Why a HAMT, not a dict snapshot
A naive implementation would clone sys._current_frames()'s
context dict at each copy_context(). For ten context vars,
that's cheap; for a thousand, it isn't. The HAMT amortises across
many snapshots; if 999 vars are unchanged across two contexts,
those 999 entries are shared.
The library that introduced this for Python was
immutables.Map; CPython absorbed a copy as the contextvars
backbone in 3.7.
Memory layout choices
- Bitmap nodes are variable-length (
PyVarObject) so the array is sized exactly to the entries. - Array nodes are fixed 32 entries; the conversion threshold (currently when a bitmap has 16 entries) trades a one-time allocation against faster access.
- Collision nodes are rare in practice because Python's hashes are well distributed; PEP 456 hash randomisation keeps adversarial collisions out of reach.
CPython 3.14 changes
- Implementation has been stable since the 3.7 introduction; the 3.14 cycle added minor cleanups but no public-facing changes.
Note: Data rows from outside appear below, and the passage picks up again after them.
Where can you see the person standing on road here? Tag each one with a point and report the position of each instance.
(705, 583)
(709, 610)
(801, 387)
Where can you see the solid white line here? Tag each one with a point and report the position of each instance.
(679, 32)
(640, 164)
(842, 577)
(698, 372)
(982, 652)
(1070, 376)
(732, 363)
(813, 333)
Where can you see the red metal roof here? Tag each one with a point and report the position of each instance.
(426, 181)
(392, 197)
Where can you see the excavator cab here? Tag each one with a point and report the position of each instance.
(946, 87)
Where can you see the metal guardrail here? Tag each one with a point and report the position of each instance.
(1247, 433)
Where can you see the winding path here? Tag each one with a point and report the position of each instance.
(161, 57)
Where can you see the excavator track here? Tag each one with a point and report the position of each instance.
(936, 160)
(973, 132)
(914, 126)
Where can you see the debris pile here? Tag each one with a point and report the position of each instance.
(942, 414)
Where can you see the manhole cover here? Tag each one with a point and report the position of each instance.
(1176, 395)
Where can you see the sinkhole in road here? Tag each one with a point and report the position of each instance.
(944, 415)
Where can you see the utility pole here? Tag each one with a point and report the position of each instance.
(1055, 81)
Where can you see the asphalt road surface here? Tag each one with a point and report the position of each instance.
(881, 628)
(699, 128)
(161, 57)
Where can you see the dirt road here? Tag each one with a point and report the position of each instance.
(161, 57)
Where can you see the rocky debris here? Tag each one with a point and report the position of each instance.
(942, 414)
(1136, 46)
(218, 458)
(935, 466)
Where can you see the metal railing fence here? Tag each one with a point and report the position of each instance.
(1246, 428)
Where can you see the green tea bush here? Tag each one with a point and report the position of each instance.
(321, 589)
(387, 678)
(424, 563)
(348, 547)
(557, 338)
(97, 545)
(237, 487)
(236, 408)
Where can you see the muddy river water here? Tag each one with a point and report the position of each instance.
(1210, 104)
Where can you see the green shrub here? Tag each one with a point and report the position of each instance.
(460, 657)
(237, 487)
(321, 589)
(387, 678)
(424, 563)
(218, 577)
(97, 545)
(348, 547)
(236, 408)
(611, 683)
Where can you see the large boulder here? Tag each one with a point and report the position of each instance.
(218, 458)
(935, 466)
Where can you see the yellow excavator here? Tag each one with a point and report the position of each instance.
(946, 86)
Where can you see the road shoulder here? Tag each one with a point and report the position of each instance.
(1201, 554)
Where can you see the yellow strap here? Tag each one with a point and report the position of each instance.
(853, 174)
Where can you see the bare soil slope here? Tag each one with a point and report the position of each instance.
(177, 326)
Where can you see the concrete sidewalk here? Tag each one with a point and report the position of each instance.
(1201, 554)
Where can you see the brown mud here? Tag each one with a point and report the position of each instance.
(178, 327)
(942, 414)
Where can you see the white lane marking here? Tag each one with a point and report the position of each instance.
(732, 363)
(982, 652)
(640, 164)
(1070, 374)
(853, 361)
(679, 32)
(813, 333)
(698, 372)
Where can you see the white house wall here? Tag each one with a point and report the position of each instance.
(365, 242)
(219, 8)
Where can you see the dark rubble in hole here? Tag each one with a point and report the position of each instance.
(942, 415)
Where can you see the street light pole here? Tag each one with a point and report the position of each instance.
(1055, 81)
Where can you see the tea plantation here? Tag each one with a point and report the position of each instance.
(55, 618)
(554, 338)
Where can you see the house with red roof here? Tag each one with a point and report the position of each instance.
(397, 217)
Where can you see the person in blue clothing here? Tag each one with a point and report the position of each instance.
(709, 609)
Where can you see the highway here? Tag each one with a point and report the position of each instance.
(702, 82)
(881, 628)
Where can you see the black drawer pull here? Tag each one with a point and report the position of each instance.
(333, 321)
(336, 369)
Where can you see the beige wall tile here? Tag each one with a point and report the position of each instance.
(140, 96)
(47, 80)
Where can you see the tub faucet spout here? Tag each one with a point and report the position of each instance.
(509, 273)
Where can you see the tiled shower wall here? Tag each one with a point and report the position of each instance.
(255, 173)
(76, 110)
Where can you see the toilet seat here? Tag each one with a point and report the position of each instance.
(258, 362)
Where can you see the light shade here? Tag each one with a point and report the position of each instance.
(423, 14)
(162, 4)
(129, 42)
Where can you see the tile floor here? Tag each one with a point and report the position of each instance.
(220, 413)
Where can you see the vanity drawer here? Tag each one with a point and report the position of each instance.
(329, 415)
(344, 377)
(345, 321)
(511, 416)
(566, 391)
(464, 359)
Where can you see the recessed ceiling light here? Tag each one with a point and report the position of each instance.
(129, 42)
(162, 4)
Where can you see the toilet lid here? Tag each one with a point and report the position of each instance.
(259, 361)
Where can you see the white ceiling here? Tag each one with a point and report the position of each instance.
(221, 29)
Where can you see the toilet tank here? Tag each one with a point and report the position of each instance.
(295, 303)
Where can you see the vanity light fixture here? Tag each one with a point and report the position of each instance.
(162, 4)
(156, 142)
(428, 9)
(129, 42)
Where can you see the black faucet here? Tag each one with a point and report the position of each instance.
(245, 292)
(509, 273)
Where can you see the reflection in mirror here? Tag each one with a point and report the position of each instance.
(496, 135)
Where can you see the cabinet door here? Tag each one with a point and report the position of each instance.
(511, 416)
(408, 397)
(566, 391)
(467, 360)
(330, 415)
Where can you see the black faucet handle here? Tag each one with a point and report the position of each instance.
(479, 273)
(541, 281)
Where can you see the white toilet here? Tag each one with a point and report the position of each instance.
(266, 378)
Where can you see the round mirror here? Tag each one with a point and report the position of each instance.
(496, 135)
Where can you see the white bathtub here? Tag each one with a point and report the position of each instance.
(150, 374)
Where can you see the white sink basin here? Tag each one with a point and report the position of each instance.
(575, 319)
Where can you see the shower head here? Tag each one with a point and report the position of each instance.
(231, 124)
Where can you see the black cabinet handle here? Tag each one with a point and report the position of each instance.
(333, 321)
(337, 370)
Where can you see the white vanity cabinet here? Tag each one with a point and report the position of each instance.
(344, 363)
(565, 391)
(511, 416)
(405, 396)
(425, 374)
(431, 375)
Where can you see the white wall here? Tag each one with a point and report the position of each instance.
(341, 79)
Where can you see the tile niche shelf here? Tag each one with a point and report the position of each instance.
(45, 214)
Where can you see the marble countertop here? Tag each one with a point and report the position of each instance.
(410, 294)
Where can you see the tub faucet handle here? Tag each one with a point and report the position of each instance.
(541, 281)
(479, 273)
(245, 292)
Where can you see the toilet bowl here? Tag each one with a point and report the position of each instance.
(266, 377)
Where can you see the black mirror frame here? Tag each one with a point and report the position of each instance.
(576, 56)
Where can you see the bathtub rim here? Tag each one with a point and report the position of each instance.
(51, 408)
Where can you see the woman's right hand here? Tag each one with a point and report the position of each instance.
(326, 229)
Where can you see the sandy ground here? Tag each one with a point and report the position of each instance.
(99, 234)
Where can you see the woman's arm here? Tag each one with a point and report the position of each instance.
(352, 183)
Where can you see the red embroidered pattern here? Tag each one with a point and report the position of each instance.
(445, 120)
- The free-threaded build adds atomic refcounts on the nodes; since the HAMT is immutable post-construction, the only contention is on refcount updates, which the split-counter representation handles cheaply.
PEP touchpoints
- PEP 567. Context variables. The HAMT's reason for being in CPython.
Reference
Python/hamt.c,Include/internal/pycore_hamt.h,Python/context.c.- Bagwell, P. Ideal Hash Trees. EPFL technical report (2001). Original HAMT description.
immutablespackage on PyPI; CPython's HAMT is a port.